Louis setzte hinzu, daß das Urtheil in Zeit von vierzehn Tagen sollte vollzogen werden, und daß Theodor, äusserst unruhig, keine Antwort auf alle an seinen Vater geschickten Briefe erhalten zu haben, ihn noch einmahl zu sehn wünschte. Da nun keine Zeit zu verlieren gewesen sey, so hätte er es übernommen, nach Leloncourt zu gehen, und seinen Vater mit seiner Lage bekannt zu machen.

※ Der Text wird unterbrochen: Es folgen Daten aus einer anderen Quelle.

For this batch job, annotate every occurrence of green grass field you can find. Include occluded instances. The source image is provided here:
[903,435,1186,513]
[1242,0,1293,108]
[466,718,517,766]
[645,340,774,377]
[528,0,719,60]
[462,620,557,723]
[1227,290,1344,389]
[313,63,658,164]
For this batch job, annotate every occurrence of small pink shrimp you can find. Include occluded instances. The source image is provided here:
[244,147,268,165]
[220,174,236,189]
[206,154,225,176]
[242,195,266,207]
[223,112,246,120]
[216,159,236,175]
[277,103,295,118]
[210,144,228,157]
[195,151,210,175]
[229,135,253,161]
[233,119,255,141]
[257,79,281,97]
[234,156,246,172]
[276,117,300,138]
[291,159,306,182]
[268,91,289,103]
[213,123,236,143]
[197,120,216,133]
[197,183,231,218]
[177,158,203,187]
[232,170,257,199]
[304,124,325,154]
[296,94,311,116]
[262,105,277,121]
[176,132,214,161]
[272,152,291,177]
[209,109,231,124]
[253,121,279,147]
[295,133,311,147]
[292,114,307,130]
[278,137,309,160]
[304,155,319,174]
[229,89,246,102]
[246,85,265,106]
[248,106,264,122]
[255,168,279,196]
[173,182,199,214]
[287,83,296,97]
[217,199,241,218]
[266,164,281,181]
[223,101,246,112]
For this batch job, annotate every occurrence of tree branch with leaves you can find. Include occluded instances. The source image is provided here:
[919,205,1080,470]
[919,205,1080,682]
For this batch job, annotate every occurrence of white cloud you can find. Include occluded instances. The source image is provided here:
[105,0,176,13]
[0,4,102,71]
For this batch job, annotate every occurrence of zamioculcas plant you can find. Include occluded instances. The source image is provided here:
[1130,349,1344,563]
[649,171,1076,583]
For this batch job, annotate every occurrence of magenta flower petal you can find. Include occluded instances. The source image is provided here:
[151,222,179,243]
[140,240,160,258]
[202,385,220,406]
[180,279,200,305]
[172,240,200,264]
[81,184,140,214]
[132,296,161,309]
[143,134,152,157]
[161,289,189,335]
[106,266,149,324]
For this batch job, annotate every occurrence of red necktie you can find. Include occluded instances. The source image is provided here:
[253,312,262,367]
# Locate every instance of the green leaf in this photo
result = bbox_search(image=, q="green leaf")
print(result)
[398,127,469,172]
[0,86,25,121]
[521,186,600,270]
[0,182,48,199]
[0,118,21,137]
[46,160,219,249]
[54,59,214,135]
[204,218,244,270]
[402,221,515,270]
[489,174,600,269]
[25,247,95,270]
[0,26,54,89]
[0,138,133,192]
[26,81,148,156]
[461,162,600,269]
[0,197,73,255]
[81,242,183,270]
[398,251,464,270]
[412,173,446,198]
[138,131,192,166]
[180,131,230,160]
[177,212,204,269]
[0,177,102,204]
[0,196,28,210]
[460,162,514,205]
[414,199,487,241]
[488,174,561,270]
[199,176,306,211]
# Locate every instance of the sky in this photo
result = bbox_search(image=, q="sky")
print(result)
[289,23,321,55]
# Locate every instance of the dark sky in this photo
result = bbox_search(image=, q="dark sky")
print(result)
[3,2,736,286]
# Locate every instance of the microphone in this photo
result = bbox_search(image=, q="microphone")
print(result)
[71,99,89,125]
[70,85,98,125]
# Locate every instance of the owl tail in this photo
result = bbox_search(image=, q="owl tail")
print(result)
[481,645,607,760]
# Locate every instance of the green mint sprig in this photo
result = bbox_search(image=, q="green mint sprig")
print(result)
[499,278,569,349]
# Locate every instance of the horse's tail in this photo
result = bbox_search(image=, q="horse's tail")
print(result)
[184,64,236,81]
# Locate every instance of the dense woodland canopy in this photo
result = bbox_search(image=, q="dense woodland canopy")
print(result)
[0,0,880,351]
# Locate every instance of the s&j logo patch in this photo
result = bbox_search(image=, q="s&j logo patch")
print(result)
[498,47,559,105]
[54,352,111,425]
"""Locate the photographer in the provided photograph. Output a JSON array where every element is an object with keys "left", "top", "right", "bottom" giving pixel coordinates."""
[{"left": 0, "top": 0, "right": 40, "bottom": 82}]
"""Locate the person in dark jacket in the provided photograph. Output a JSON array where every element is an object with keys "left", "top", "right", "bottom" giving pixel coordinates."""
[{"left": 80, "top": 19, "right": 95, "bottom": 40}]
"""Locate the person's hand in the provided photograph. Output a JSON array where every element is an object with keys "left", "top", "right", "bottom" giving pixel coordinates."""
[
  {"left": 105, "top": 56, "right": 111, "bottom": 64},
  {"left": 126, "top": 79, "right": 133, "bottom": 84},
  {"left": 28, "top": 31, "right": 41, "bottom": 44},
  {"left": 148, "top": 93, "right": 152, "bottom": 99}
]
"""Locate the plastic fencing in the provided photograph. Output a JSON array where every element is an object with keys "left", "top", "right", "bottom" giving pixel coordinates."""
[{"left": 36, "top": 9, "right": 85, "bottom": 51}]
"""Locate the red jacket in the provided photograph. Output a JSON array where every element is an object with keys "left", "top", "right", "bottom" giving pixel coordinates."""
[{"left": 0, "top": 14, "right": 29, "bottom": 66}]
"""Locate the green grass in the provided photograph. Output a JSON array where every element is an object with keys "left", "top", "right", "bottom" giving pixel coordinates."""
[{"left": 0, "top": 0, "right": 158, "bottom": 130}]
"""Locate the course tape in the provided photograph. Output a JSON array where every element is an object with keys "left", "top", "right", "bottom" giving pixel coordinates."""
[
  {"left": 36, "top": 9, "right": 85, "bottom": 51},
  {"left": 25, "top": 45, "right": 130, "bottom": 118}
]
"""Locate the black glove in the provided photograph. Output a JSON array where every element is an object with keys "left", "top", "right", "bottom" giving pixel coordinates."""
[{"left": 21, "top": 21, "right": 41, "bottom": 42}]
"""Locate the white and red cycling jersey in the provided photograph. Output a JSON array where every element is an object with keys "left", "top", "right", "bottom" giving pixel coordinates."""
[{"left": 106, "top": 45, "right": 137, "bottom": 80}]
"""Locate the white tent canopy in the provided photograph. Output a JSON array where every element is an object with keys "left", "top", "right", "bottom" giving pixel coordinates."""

La Lüc nahm die Nachricht von seines Sohnes Zustand mit einem Schmerz auf, der weder Thränen noch Klagen zuließ. Er fragte, wo Theodor wäre, und verlangte zu ihm gebracht zu werden, dankte Louis für seine Freundschaft, und bestellte sogleich Postpferde.
Ein Wagen war bald bereit, und dieser unglückliche Vater, machte sich nach einem traurigen Abschiede von Herrn Verneuil, den er bath, ihn bey seinem Freunde Mauron zu entschuldigen, mit seiner Familie auf den Weg nach dem Gefängnisse seines Sohns.
Die Reise geschah in tiefem Schweigen. Jeder bemühte sich aus Schonung des andern, den Ausbruch seines Schmerzes zu unterdrücken; mehr aber vermochten sie nicht. La Lüc schien ruhig und gefaßt; er schien oft im Stillen zu beten, allein man sah ohngeachtet seiner Mühe, es zu verbergen, auf seinem Gesicht, wie schwer ihm das Streben nach Ergebung und Ruhe ward.